Projections in the billions

Time will tell how many Iraq and Afghanistan veterans receive VA health care and disability compensation. It also remains to be seen how much the benefits will cost during the veterans' lifetimes, though even conservative projections total billions of dollars.

Government and independent estimates vary, depending on variables such as how many troops will be at war and how long they will be there. Also unclear is the long-term cost of treating the wars' novel wounds, such as head injuries caused by homemade bombs.

"There's not a lot of information out there about how much it's going to cost to treat these types of injuries," said Scott Wallsten, an economist who studied the wars' costs while at the American Enterprise Institute.

Wallsten and research associate Katrina Kosec estimated the lifetime cost of treating a severe head injury at $600,000 to $4.3 million. They based their calculations partly on data from vehicle accident injuries in the United States.

About half of the troops wounded in action in Iraq and Afghanistan were injured by homemade bombs, according to Department of Defense statistics. Another 22 percent were wounded by artillery rounds, mortars, rockets, bullets and other weapons.

In Iraq, about 1,700 troops suffered brain or spinal cord injuries, with about 65 percent of those injuries characterized as mild, according to the Pentagon. At least 554 troops who have served in Afghanistan or Iraq have received what the military characterized as major amputations.
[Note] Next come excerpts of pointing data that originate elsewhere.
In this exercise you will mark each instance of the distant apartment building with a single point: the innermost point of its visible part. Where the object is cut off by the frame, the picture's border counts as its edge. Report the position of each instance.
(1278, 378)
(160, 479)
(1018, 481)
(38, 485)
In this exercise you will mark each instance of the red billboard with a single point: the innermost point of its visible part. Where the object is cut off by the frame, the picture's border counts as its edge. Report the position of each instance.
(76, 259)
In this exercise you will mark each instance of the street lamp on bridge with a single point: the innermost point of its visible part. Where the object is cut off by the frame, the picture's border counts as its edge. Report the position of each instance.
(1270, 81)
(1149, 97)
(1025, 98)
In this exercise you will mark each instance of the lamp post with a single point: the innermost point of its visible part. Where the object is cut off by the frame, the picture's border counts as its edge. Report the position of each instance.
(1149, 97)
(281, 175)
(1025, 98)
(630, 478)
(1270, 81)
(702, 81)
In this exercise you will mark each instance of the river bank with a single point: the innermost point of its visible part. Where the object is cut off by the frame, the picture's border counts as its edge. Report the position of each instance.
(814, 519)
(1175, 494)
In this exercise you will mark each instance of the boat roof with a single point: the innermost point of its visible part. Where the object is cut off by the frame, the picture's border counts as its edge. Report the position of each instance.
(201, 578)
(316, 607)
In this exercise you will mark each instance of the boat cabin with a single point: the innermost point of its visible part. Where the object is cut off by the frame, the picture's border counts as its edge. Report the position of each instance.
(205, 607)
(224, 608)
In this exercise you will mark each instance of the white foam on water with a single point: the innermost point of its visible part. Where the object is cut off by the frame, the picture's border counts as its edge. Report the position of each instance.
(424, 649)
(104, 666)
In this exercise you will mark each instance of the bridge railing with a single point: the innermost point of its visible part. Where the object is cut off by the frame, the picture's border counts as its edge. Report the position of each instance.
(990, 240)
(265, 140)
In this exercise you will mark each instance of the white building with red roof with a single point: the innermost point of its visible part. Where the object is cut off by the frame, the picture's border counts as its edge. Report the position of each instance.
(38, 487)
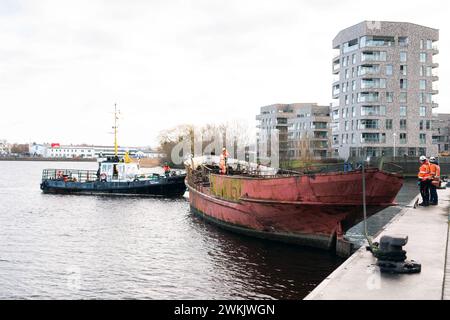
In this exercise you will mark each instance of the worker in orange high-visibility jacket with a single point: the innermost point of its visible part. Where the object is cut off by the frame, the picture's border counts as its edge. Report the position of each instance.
(435, 171)
(424, 177)
(223, 161)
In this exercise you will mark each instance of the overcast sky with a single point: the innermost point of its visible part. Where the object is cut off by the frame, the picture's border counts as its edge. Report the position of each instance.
(63, 64)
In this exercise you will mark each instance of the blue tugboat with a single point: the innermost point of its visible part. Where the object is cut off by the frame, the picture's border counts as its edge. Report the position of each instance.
(114, 176)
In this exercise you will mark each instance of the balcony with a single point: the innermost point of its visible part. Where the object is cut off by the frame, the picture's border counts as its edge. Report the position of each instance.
(320, 135)
(373, 111)
(336, 91)
(368, 70)
(369, 124)
(374, 83)
(336, 67)
(377, 41)
(373, 56)
(368, 97)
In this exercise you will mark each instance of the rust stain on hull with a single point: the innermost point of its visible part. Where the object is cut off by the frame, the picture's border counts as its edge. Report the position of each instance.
(312, 211)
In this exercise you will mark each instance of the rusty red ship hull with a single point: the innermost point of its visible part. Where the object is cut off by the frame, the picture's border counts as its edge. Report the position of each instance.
(311, 210)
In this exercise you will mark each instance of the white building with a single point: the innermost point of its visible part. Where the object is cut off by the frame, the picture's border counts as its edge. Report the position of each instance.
(93, 152)
(5, 148)
(38, 150)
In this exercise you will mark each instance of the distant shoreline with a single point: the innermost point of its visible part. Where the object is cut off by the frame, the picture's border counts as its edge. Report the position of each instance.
(46, 159)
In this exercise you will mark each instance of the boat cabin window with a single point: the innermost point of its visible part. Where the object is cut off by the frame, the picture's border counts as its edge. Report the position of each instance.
(119, 171)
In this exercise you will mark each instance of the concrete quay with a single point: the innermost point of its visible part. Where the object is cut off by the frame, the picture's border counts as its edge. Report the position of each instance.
(358, 278)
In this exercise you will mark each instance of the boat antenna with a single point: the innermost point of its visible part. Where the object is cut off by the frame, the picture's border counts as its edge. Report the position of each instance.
(366, 233)
(116, 117)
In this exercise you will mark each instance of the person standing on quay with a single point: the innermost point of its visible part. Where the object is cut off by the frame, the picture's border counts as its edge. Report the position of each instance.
(435, 172)
(424, 176)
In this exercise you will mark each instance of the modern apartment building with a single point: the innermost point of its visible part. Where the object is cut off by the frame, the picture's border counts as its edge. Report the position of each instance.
(441, 132)
(90, 152)
(303, 128)
(384, 86)
(309, 132)
(271, 118)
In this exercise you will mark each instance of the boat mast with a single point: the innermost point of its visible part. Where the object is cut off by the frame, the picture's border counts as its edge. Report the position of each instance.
(115, 131)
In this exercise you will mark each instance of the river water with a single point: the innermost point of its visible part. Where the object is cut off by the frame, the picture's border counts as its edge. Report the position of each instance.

The Pentagon did not provide comprehensive statistics on war injuries.

Available statistics indicate that not every wounded veteran was badly injured. A little more than half of the troops wounded in action in Iraq or Afghanistan returned to duty within three days, according to the Pentagon.

Estimates vary widely

As of last month, more than 631,000 Afghanistan and Iraq veterans were eligible for VA health care, according to Linda Bilmes of Harvard University's John F. Kennedy School of Government. About a third of those, or about 205,000 veterans, had sought health care.

Caring for the growing corps of Afghanistan and Iraq veterans during the next 40 years could cost the VA at least $282 billion, Bilmes reported in research she presented last month to the Allied Social Sciences Association.

That cost could rise to $315 billion if troop levels grow moderately and troops remain overseas into the next decade, she reported. If they grow even more and health care inflation hits double digits, the cost could reach $536 billion.

Add to that bill the large and growing cost of providing disability compensation to Iraq and Afghanistan veterans. At least 104,000 veterans of those wars receive monthly disability compensation checks, Bilmes reported.

The VA's disability expenses could reach at least $67 billion during the next 40 years as more veterans seek help, Bilmes reported. That bill could rise to as much $127 billion if the number of troops who have served in either war reaches 2 million and health care costs grow.

Not every estimate of the cost of providing VA disability compensation and health care to Iraq and Afghanistan veterans is as high as Bilmes' estimate. The Congressional Budget Office put it much lower.

In July, it projected that VA health care costs during the next 12 years would total no more than $7 billion.

That calculation included assumptions that many veterans would enroll in employer-provided health care plans.